I have a pandas DataFrame that I need to store into the database. Here's my current line of code for inserting:
df.to_sql(table,con=engine,if_exists='append',index_label=index_col)
This works fine if none of the rows in df
exist in my table. If a row already exists, I get this error:
sqlalchemy.exc.IntegrityError: (psycopg2.IntegrityError) duplicate key
value violates unique constraint "mypk"
DETAIL: Key (id)=(42) already exists.
[SQL: 'INSERT INTO mytable (id, owner,...) VALUES (%(id)s, %(owner)s,...']

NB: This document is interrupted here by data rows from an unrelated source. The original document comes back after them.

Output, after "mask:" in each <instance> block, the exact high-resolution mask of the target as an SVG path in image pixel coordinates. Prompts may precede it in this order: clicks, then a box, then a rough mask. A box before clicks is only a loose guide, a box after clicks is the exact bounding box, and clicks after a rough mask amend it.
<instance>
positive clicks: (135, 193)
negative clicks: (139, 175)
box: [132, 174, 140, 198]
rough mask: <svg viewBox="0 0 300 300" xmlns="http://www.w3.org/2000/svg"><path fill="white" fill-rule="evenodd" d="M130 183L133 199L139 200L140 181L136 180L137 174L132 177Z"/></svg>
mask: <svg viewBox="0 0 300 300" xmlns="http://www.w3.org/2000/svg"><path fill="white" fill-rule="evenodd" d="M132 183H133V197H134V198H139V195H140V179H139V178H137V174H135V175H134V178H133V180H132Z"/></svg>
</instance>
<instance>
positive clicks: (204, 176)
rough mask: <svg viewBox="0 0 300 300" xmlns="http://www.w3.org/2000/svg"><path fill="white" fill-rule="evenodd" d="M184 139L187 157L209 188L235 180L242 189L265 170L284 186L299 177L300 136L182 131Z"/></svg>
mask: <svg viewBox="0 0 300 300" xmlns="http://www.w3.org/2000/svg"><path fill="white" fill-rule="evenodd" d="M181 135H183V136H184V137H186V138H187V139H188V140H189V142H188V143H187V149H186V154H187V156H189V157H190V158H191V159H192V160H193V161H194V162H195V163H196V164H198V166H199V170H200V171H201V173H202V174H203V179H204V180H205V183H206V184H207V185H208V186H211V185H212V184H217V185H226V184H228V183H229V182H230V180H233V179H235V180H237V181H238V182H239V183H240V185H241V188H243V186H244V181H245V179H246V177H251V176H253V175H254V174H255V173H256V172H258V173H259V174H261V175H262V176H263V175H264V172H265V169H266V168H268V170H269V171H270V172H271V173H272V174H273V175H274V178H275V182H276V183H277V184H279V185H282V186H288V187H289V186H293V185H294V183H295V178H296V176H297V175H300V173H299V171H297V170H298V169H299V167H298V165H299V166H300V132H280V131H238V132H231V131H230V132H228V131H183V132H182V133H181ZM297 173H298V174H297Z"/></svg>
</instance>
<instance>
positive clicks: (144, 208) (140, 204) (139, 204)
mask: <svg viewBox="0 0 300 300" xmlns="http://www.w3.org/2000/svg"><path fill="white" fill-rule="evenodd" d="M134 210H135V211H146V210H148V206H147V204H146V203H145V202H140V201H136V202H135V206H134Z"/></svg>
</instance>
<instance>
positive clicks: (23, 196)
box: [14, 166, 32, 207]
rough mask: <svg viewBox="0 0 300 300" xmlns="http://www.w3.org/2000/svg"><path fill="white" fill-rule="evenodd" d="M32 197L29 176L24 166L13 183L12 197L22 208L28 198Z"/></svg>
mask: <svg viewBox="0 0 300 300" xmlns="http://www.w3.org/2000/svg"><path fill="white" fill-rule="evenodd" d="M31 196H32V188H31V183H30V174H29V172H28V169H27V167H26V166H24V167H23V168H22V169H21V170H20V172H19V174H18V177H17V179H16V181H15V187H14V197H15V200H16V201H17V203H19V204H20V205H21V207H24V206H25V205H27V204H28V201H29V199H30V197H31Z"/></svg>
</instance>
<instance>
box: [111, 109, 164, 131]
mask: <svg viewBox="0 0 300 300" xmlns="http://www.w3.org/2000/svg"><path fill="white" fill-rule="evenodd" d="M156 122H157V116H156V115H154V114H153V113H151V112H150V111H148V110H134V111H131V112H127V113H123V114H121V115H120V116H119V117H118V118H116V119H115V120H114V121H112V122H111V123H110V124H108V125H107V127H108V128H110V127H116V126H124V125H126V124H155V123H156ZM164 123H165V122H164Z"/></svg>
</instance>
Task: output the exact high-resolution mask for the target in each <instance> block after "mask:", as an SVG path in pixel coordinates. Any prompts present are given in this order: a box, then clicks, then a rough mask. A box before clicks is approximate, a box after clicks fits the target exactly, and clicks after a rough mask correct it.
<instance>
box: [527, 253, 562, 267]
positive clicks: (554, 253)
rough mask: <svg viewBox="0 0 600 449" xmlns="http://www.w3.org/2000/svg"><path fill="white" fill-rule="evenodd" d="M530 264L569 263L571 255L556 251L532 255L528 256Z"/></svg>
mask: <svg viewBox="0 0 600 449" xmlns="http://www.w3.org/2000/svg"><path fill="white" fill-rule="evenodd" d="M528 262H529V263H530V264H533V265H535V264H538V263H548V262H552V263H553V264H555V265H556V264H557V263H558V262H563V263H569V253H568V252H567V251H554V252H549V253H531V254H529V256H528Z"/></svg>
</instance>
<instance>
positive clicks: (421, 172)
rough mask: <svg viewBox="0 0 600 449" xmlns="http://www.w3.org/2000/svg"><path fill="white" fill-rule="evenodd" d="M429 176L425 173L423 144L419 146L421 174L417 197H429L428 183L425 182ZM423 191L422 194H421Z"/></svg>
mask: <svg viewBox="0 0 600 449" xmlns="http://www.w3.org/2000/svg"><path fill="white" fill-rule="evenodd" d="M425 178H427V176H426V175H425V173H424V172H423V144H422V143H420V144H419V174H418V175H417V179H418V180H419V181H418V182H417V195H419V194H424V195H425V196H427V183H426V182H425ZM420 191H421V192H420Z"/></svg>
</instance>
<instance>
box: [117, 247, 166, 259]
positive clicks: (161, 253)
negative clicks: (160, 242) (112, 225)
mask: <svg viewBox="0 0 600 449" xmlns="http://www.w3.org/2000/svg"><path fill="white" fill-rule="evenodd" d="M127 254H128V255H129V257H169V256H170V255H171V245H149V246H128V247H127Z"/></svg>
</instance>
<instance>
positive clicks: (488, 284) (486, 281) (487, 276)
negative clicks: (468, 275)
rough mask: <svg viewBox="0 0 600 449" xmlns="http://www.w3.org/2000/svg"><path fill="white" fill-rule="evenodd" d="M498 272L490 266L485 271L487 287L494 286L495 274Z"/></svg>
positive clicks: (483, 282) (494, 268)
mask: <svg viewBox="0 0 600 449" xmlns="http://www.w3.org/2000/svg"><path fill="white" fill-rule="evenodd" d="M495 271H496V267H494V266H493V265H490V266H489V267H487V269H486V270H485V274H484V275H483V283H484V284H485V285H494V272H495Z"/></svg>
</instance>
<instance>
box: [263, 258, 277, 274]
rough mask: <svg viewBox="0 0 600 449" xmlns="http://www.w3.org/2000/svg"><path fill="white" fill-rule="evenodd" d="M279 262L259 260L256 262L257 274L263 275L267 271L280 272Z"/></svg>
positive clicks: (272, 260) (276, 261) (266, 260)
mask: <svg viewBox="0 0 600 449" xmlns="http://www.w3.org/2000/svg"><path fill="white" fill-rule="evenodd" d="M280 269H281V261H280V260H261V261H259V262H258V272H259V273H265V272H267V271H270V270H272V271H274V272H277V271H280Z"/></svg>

[parameters:...] (Background on this error at: http://sqlalche.me/e/gkpj)
and nothing is inserted.
PostgreSQL has optional ON CONFLICT
clause, which could be used to UPDATE
the existing table rows. I read entire pandas.DataFrame.to_sql manual page and I couldn't find any way to use ON CONFLICT
within DataFrame.to_sql()
function.
I have considered spliting my DataFrame in two based on what's already in the db table. So now I have two DataFrames, insert_rows
and update_rows
, and I can safely execute
insert_rows.to_sql(table, con=engine, if_exists='append', index_label=index_col)
But then, there seems to be no UPDATE
equivalent to DataFrame.to_sql()
. So how do I update the table using DataFrame update_rows
?